DNA Decay Rate Evaluated

How long recognizable biomolecules can persist after death is relevant in fields ranging from forensics to paleontology. While a number of fossils believed by evolutionists to be millions of years old have yielded proteins such as collagen and keratin, DNA has been more elusive. DNA-bearing soft tissue found in fossils has generally been considered a contaminant, leaving the acquisition of DNA from the “deep time” of dinosaurs in the realm of science fiction such as Jurassic Park.

Harvard physicist Michio Kaku recently expressed hopes that evolutionary extrapolation might provide an alternative non-DNA requiring route to produce a DNA dino-likeness. He was thus acknowledging the unlikelihood of recovering DNA from ancient dinosaurs.1 But how long could sequenceable DNA last?

After death, the absence of cellular DNA-repair mechanisms allows unchecked cleavage of chemical bonds. Bacteria also destroy DNA. However, water is thought to be the greatest factor promoting DNA strand cleavage. Therefore, paleogeneticists led by Morten Allentoft and Michael Bunce set out to see whether DNA decays at a predictable rate. DNA decay does follow an exponential decay pattern in human tissues within twenty days after death, but does that pattern continue over decades, millennia, and millions of years?

Temperature, the chemical conditions during fossilization and preservation, the presence of bacteria, and even duration of storage after excavation are all factors that could complicate this question. The researchers examined the DNA in 158 leg bones from moa, extinct giant birds. The bones were excavated over the past 70 years from three sites in New Zealand. The sites are close to each other, and the fossils are all believed to have been preserved under nearly identical conditions at a temperature of 13.1 ºC (55.6 ºF). Radiocarbon dates for the bones suggest ages ranging from about 600 to 8,000 years.’2

By measuring the length of remaining mitochondrial DNA fragments, the team calculated the half-life of meaningfully sequenceable DNA.

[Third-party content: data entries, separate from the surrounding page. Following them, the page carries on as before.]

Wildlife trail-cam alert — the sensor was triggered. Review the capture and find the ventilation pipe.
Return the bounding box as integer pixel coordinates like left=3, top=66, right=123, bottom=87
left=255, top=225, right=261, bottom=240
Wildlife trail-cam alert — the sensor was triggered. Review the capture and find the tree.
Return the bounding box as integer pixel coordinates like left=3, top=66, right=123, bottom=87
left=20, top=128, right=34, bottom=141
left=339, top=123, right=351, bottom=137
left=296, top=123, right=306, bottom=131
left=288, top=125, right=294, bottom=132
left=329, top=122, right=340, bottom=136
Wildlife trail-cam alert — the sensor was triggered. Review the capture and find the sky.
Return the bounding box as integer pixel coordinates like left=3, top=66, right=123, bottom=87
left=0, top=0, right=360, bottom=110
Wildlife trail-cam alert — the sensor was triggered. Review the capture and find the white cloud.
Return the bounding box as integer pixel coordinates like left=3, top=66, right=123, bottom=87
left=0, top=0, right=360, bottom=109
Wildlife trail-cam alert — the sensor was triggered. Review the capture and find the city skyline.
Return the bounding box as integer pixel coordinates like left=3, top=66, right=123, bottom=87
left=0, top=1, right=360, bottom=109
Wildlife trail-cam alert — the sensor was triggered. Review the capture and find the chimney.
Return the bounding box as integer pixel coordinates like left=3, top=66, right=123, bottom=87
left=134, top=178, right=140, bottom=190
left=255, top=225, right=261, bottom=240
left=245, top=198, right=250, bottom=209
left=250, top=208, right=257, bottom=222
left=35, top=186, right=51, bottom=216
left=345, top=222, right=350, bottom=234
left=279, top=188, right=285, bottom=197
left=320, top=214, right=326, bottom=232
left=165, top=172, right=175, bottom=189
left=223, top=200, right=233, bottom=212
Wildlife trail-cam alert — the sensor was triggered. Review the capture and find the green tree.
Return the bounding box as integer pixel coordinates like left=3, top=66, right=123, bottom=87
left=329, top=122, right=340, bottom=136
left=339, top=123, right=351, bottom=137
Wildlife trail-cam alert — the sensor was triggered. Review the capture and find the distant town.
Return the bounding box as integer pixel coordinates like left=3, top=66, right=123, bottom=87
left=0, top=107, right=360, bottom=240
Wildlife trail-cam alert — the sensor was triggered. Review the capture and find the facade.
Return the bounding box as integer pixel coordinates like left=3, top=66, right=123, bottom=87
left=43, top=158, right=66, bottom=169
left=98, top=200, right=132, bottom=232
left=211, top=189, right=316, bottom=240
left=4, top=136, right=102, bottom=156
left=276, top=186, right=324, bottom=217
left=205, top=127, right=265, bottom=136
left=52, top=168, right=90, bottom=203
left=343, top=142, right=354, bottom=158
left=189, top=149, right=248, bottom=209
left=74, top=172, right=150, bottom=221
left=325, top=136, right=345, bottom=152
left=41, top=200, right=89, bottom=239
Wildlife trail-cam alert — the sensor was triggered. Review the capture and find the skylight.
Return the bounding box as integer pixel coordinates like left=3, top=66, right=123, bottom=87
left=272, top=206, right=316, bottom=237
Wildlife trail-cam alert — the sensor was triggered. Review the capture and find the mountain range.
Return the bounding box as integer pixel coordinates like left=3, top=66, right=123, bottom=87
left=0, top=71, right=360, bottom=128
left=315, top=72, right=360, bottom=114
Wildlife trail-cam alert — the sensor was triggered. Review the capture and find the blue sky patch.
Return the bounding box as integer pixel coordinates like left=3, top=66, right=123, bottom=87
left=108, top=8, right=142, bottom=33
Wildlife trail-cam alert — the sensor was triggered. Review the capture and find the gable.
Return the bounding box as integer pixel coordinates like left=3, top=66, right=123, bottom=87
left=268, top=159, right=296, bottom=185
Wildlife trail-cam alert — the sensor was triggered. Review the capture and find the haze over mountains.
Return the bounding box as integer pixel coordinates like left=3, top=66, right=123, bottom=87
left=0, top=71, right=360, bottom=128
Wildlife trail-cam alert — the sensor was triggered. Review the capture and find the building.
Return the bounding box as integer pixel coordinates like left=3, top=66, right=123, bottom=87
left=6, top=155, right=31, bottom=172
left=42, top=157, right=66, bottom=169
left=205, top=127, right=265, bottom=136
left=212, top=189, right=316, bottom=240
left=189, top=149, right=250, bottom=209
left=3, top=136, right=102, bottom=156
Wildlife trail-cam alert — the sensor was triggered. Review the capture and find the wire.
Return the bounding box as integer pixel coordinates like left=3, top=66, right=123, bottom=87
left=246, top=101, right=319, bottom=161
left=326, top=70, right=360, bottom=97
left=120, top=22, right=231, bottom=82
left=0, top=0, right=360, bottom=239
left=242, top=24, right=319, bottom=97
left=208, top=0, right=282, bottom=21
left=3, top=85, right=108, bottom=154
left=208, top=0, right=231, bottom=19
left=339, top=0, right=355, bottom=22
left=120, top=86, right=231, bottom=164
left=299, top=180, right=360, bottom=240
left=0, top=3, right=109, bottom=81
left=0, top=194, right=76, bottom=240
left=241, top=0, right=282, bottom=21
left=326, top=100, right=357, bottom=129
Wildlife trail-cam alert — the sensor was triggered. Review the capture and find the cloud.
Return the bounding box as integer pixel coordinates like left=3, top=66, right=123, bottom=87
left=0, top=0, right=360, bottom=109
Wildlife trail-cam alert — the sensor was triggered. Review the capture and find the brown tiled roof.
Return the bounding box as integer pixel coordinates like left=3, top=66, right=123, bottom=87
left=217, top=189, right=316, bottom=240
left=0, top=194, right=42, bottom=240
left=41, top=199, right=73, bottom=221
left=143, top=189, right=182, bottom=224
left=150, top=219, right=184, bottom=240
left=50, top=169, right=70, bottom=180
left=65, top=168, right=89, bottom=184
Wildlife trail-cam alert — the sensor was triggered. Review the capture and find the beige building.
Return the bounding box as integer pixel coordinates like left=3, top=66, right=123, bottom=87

By measuring the length of remaining mitochondrial DNA fragments, the team calculated the half-life of meaningfully sequenceable DNA. DNA half-life for a 242 base pair strand was 521 years, indicating a decay rate about 400 times slower than predicted. The researchers suspect that nuclear DNA decays considerably faster. They also reported that despite the rough correlation to radiocarbon-determined ages, there was a great deal of variation, possibly due to varying conditions during the process of fossilization. Nevertheless, extrapolating their calculations to other possible scenarios, they suggest that soft tissue preserved at –5 ºC might harbor DNA fragments about 30 base pairs long for considerable lengths of time, possibly allowing preservation of a meaningful amount of DNA in million-year old specimens, but not 65–million-year-old ones.’3

DNA certainly can last as long as Neanderthals and Denisovans, for their DNA has been recovered and sequenced. Evolutionists are convinced that dinosaurs became extinct 65 million years ago and therefore never lived at the same time as humans. However, the Neanderthal and Denisovan teeth and bone that have yielded DNA for analysis represent Ice Age people preserved since the time of the global Flood. The dinosaur fossils we have typically were buried during the global Flood and thus were preserved under different conditions that those of the ancient humans. The conditions of preservation, as the authors note, can greatly affect the rate of degradation. Thus, even though biblical history tells us that animals (which include dinosaurs) and humans were created about 6,000 years ago, we would not be able to reasonably predict preservation of dino-DNA.

The calculation of a “half-life” for DNA, while a useful figure to keep in mind, is dependent on the assumptions affecting interpretation of radiocarbon dates. Extrapolation of that number backwards in time rests on the uncertain knowledge of the conditions of preservation as well as the assumptions affecting the radiometric dates by which future specimens are calculated. Thus, age estimates based on the degree of DNA preservation, sure to come in the future, will need to be taken with a grain of salt.